Un tragique événement a secoué le monde de la tauromachie en Espagne. À Malaga, un ancien matador de 51 ans, Ricardo Ortiz, a perdu la vie après avoir été encorné dans les coulisses des arènes de La Malagueta. Cet accident s’est produit vendredi soir, à l’approche d’une corrida prévue pour le week-end de Pâques, suscitant une onde de choc parmi les passionnés de ce sport traditionnel.
EN BREF
- Ricardo Ortiz, ancien matador, a été mortellement blessé à Malaga.
- Il préparait une corrida inspirée de l’art de Picasso.
- La tauromachie continue de susciter des controverses en Espagne.
Ricardo Ortiz, qui avait pris sa retraite de la scène taurine il y a deux décennies, était un homme profondément ancré dans l’univers de la tauromachie. Fils de Manolo Ortiz, un banderillero reconnu, il n’avait jamais réellement quitté ce milieu, continuant à travailler en étroite collaboration avec les animaux. Le drame est survenu alors qu’il participait aux préparatifs de la “Corrida Picassiana”, un événement qui rend hommage à Pablo Picasso, célèbre artiste natif de Malaga, qui a souvent représenté les taureaux dans son œuvre.

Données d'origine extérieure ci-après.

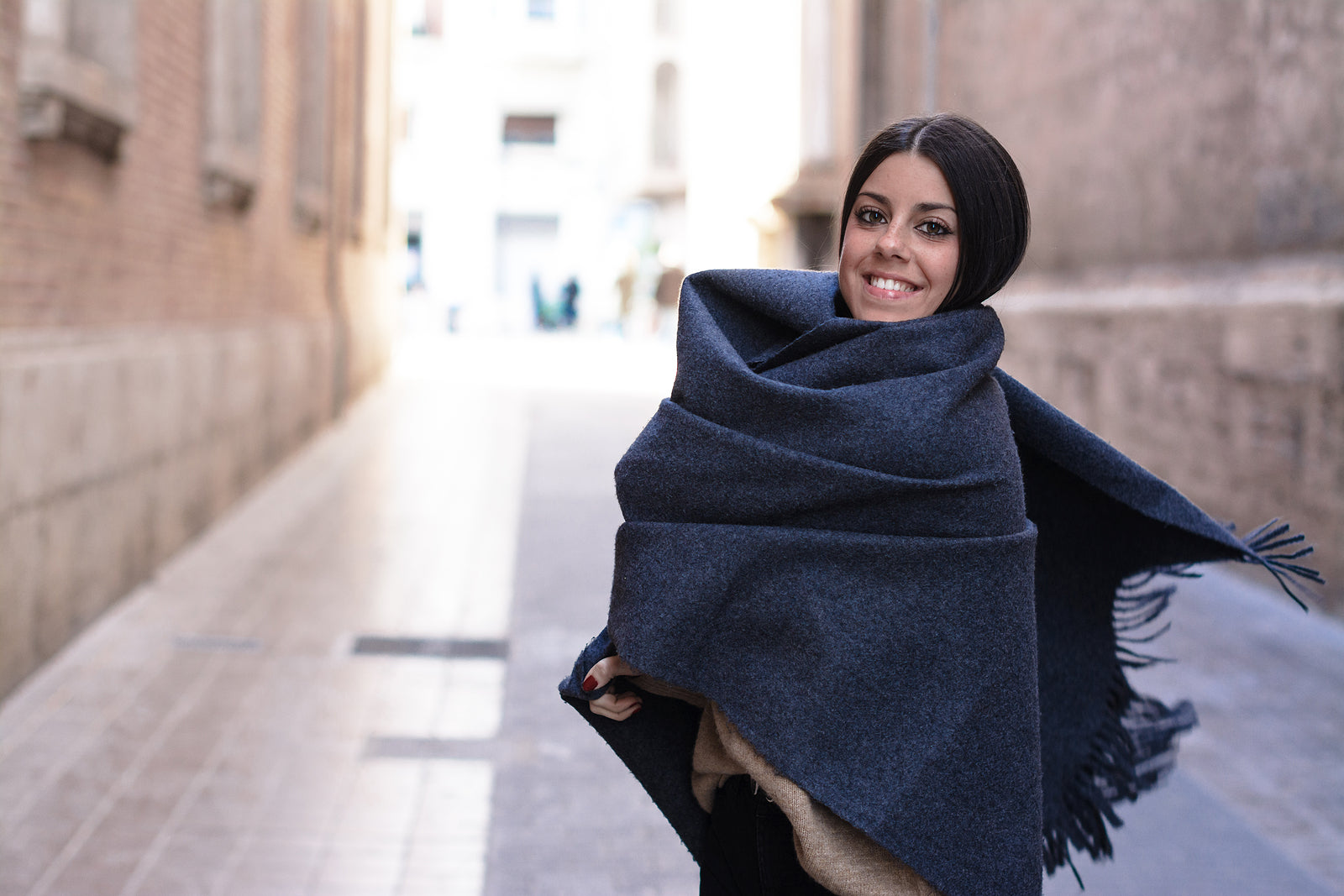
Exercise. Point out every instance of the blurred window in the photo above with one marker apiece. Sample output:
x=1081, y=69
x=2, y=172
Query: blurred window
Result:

La société organisatrice, Lances de Futuro, a exprimé sa « profonde tristesse » face à cette perte tragique, à travers un communiqué. Ortiz était décrit comme un homme ayant consacré sa vie à la tauromachie, marquant de son empreinte un domaine qui attire encore chaque année des milliers de spectateurs dans les arènes espagnoles.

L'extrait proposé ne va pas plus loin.